Do children spread COVID-19?
Hamilton study will determine whether vaccinating kids will slow the spread
Critical questions about the role children play in spreading COVID-19 are expected to be answered by a Hamilton study. Dr. Mark Loeb has been awarded nearly $1.5 million from the Canadian Institutes of Health Research to take his groundbreaking work that revealed kids are key to the transmission of influenza and replicate it for COVID-19.
“Eventually we’re hopeful there will be vaccines,” said Loeb, chair in infectious diseases at McMaster University. “The question is how do you use the vaccines? What’s the best way to achieve herd immunity? Is there a role for vaccinating children? No one knows this with COVID-19 because there is not a lot known about what role children play in transmission.”
In Hamilton, 49 children and teens have been infected which is about six per cent of the city’s 789 confirmed and probable COVID cases. In Halton, 67 of the 794 cases are in those age 19 or younger which is just over eight per cent.
However, the numbers are likely low because kids weren’t a priority for testing before criteria recently expanded.
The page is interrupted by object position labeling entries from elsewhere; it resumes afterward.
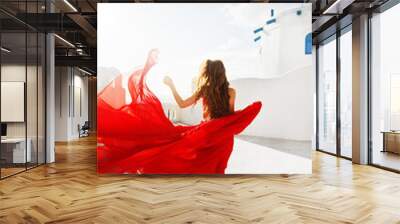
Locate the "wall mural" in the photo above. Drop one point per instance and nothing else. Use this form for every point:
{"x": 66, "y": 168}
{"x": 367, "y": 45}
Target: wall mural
{"x": 204, "y": 88}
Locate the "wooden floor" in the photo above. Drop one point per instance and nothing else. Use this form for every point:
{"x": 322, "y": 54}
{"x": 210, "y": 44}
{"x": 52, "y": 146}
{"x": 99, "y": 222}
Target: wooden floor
{"x": 70, "y": 191}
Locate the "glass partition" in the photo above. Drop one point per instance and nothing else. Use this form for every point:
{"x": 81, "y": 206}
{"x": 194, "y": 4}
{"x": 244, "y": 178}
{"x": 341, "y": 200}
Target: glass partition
{"x": 385, "y": 89}
{"x": 22, "y": 63}
{"x": 327, "y": 96}
{"x": 346, "y": 93}
{"x": 14, "y": 153}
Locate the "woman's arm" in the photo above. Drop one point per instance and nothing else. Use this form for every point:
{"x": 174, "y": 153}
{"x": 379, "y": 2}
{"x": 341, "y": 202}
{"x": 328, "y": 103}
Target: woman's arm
{"x": 182, "y": 103}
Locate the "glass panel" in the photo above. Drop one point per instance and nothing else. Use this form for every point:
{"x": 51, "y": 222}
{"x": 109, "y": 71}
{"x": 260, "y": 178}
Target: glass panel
{"x": 41, "y": 98}
{"x": 385, "y": 89}
{"x": 327, "y": 96}
{"x": 13, "y": 89}
{"x": 346, "y": 94}
{"x": 31, "y": 98}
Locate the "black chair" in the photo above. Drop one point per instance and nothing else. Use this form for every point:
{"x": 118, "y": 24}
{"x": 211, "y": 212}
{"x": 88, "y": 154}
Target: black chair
{"x": 84, "y": 130}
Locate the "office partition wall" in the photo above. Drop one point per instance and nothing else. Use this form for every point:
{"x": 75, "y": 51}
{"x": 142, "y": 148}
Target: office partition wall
{"x": 385, "y": 89}
{"x": 345, "y": 62}
{"x": 327, "y": 95}
{"x": 22, "y": 87}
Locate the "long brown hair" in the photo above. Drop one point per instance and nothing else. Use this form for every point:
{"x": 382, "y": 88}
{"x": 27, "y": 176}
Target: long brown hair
{"x": 213, "y": 87}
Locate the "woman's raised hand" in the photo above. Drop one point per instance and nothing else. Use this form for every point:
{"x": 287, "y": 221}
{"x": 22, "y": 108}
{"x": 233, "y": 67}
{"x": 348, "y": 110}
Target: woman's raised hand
{"x": 168, "y": 81}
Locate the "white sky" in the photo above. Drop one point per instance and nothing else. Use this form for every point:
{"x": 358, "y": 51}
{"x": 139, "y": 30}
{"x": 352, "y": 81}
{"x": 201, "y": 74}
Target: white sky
{"x": 185, "y": 34}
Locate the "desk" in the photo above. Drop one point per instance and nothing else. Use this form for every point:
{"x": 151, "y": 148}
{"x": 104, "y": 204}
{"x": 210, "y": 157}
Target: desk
{"x": 391, "y": 141}
{"x": 13, "y": 150}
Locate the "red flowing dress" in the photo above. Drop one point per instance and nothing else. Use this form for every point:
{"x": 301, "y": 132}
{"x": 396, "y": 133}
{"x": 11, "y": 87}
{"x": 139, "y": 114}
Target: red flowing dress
{"x": 138, "y": 138}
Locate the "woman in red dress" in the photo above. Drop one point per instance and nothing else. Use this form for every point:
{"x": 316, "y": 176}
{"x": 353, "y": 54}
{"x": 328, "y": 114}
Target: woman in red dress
{"x": 137, "y": 137}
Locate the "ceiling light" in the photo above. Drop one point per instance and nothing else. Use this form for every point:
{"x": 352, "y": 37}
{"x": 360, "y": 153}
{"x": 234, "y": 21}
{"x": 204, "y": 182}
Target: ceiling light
{"x": 84, "y": 71}
{"x": 331, "y": 7}
{"x": 5, "y": 50}
{"x": 70, "y": 5}
{"x": 65, "y": 41}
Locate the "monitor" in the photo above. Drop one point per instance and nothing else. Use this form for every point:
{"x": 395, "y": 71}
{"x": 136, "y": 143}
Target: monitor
{"x": 3, "y": 129}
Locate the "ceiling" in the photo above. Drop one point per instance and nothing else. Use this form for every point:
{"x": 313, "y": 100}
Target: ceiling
{"x": 75, "y": 22}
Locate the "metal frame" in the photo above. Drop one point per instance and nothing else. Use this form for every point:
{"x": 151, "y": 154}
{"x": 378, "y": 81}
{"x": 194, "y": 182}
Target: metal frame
{"x": 44, "y": 74}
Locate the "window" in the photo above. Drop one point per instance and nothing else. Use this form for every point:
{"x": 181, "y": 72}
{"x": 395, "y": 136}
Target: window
{"x": 385, "y": 89}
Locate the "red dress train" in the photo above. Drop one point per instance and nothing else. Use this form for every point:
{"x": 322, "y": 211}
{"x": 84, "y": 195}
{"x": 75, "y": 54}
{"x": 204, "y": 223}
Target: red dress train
{"x": 139, "y": 138}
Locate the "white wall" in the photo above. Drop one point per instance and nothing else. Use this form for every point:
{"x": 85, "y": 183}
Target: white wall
{"x": 69, "y": 81}
{"x": 288, "y": 105}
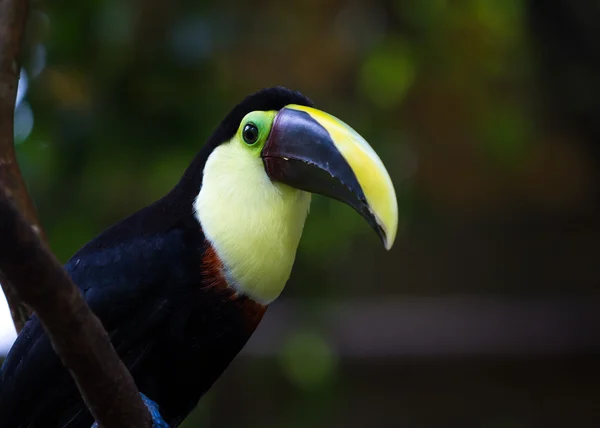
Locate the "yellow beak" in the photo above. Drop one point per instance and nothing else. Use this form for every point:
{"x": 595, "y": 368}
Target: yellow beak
{"x": 316, "y": 152}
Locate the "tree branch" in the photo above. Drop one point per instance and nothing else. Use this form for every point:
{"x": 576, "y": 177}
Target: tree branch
{"x": 76, "y": 333}
{"x": 31, "y": 275}
{"x": 13, "y": 17}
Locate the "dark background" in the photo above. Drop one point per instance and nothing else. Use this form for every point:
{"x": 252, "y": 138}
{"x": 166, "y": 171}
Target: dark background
{"x": 486, "y": 113}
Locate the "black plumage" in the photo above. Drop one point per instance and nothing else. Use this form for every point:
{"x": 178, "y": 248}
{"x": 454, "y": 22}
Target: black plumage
{"x": 152, "y": 281}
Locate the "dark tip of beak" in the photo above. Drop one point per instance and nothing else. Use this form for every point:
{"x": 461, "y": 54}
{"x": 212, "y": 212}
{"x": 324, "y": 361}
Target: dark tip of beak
{"x": 301, "y": 153}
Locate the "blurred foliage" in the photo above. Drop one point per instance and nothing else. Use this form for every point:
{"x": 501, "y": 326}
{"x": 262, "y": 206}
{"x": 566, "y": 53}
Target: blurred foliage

Many children have milder symptoms and aren’t as high of a risk of becoming severely ill.
Knowing the actual rate of infection and the role kids play in spreading the virus is significant considering Loeb’s past studies have proven that vaccinating children against influenza can protect the entire community — a dramatic finding that has shaped health policy.
“Children were important drivers of influenza epidemics yet traditionally healthy children were not seen as a priority for getting vaccinated,” said Loeb. “We did a study that demonstrated vaccinating children led to a profound herd effect that protected people who were not vaccinated at a level of 60 per cent. It was the same as though they had gotten the flu shot.”
He expects the result will be the same for COVID-19 despite the appearance that children haven’t played a major role in the pandemic so far.
“Children really transmit viruses,” said Loeb. “I don’t think it will be different than other respiratory infections.”
But he adds, “That’s exactly why we’re doing the study to actually look at the role.”
The COVID study will focus on 15 Hutterite colonies in Alberta and five in Saskatchewan with the help of the University of Calgary and the University of Saskatchewan.
“It’s very difficult to do this in large communities like cities and towns of tens or hundreds of thousands of people,” he said. “The Hutterites live in colonies of 90 to 120 people on average ... They’re not totally isolated. They’re in close enough contact with cities and towns that they get outbreaks of respiratory viruses.”
Unlike the influenza studies, there isn’t a vaccine to give the children. Instead the natural immunity provided to those who’ve had the virus will be examined.
“If you have large proportions of children in certain colonies who have been infected, how does that protect the whole community,” he says. “That could give us insight into strategies on vaccination with a COVID vaccine.”
The study will also examine how the virus is spread from children to adults, the role of asymptomatic transmission, how long children are contagious compared to adults and the immunity provided to those infected.
“There are a lot of children in Hutterite colonies so we’ll be able to study this in a lot of detail,” said Loeb.
The researchers will even be able to look at the role of lockdowns and physical distancing in slowing the spread.
“Some colonies are opening up before others,” said Loeb. “There is an ability for us to look at the effects of social distancing to the extent that it is practised in some colonies and not practised in others.”
Lastly, the 12-month study will see how influenza and COVID-19 interact during flu season.
“We’ve been doing this so long that we’ll be able to roll this out very rapidly,” Loeb said about his work with the colonies for more than 15 years now. “We have been doing this for so many years we have a blueprint on how to do it.”